Jagoda, młoda mama wychowująca kilkuletnią Żenię, wraca do rodzinnego domu po długiej przerwie. Powrót, który miał być okazją do odnowienia więzi i przeżycia spokojnych świąt, szybko okazuje się nie lada wyzwaniem. W głównej roli tej życiowej sztuki występuje despotyczna babcia Blanka – kobieta z silnym charakterem, która nie zamierza odpuszczać ani Jagodzie, ani sobie.

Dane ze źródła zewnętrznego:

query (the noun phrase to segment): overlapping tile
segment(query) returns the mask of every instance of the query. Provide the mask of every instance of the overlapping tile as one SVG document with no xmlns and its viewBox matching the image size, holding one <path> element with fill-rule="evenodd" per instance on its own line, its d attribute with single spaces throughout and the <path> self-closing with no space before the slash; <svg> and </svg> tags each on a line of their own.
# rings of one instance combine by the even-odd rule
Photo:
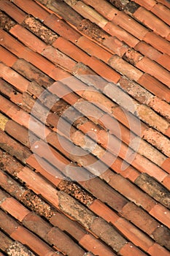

Blanka, zainspirowana zajęciami teatralnymi na Uniwersytecie Trzeciego Wieku, postanawia wciągnąć wnuczkę w intrygę, która ma na celu „rozpracowanie” jej życia emocjonalnego. Do realizacji tego celu angażuje prowadzącego warsztaty Brunona – przystojnego, pełnego charyzmy mężczyznę, którego przeszłość i relacja z Jagodą dodają fabule dodatkowego smaczku.
Jagoda staje przed szeregiem wyzwań – od mierzenia się z trudnymi wspomnieniami i relacjami rodzinnymi po starcia z własnymi obawami i wątpliwościami. Jej interakcje z Brunem są pełne napięcia, humoru i odrobinę nostalgii, a rozwijająca się między nimi relacja zyskuje wyjątkowy urok dzięki świątecznej atmosferze i licznym zwrotom akcji.
Historia Luszyńskiej jest pełna ciepła, humoru i realizmu. Jagoda to bohaterka, z którą łatwo się utożsamić – nieidealna, nieco zagubiona, ale pełna czułości i determinacji, by stawić czoła życiowym wyzwaniom. Jej relacja z córką Żenią to wzruszający obraz matczynej miłości, a dynamiczne, czasem absurdalne interakcje z Blanką dodają historii niepowtarzalnego kolorytu.
Nie można też zapomnieć o atmosferze świąt – pachnącej piernikami, rozbrzmiewającej śmiechem i pełnej rodzinnych wzruszeń. W tle, między kolejnymi wyzwaniami, bohaterowie odnajdują to, co w świętach najważniejsze – bliskość, pojednanie i odrobinę magii.
„Kocham chłopaka mojej babci” to książka, która bawi, wzrusza i na długo zapada w pamięć. To idealna lektura na zimowe wieczory – pełna ciepła, humoru i refleksji o tym, co w życiu naprawdę się liczy. Jeśli szukasz książki, która rozgrzeje twoje serce i wywoła uśmiech na twarzy, ta historia będzie strzałem w dziesiątkę.